The scholarship covers fees and living costs for one undergraduate student a year for three years beginning in 2020. It is valued at around $300,000, or about £220,000.
Beneficiaries of the scholarship must be of African and Caribbean heritage and from economically disadvantaged backgrounds.
Recipients will also have the opportunity to work closely with the Oxford Foundry, an entrepreneurship center at the university that Hamilton advises, and with the L.E.V8 accelerator, USA TODAY reports.
Each student will also receive a $3900 grant to pursue careers in their chosen field.
“I plan on doing this for several schools over the next decade and starting with Oxford because I’ve spent a great deal of time with their students and faculty, and Dillard because it’s my mom’s alma mater and shaped her,” Hamilton told USA TODAY.
Currently, at Oxford, black students make up 2.6% of the annual undergraduate student body intake and Hamilton’s goal is to make an Oxford education available to more black U.K. students.
Hamilton, 39, went from homeless in three years to running Backstage Capital, a venture capital firm that solely invests in companies founded by women, people of color and LGBTQ entrepreneurs.
Backstage’s general fund manages more than $5 million of investments, according to the CNBC.
The vocal businesswoman and former music-tour manager’s investment firm, in 2018, dedicated a $36 million seed fund exclusively to companies founded by black women.
Homeless and living in the San Francisco airport, with a backpack, a laptop and she had a dream of becoming the Robin Hood of venture capital, Hamilton recalled in an interview with CNBC Make It.
“It was pretty traumatic to sleep on the floor of the airport and hope that that’s not illegal because I didn’t know at the time,” she said.
According to CNBC Make It, Hamilton, who grew up near Dallas, Texas, started her first business in the 3rd grade, with the help of her mom.
She got her first job as a cashier at Pudge Brothers Pizza at the age of 15, working her way up to assistant manager.
Hamilton pursued a career in the music industry, after high school, moving up from production assistant to tour manager.
“In 2012, I had been on the road for a little bit and I was really achieving a lot of my dreams. Even though it was a lot of hard work and it was not glamorous, I was having a really good time,” she said. “Around the same time, I started noticing different people like Ashton Kutcher and Troy Carter and Ellen [DeGeneres] who were all making investments in Silicon Valley.”

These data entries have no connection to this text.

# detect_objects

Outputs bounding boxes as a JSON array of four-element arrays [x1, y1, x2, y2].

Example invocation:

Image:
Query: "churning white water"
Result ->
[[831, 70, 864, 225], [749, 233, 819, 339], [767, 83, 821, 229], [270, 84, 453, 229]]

Hamilton quit her job in music and moved in with her mom in Texas and decided to study venture capital. “To become a VC, most people go through four years of school or get an MBA. I thought, ‘I can figure that out,’” Hamilton told Quartz. “So I just did that at home.”
In three years Hamilton would come out as an investor. “I really didn’t set out to become an investor, because I just — it just didn’t seem realistic to me at the time, and it wasn’t an interest until I understood that there were people who were not getting access to the same rooms as others,” she said.
“It just didn’t seem right to me that most of the people that I knew who were starting companies were not straight white men …and they were starting cool companies! Some of them were small businesses and some of them could affect the world, but they were not getting seen.”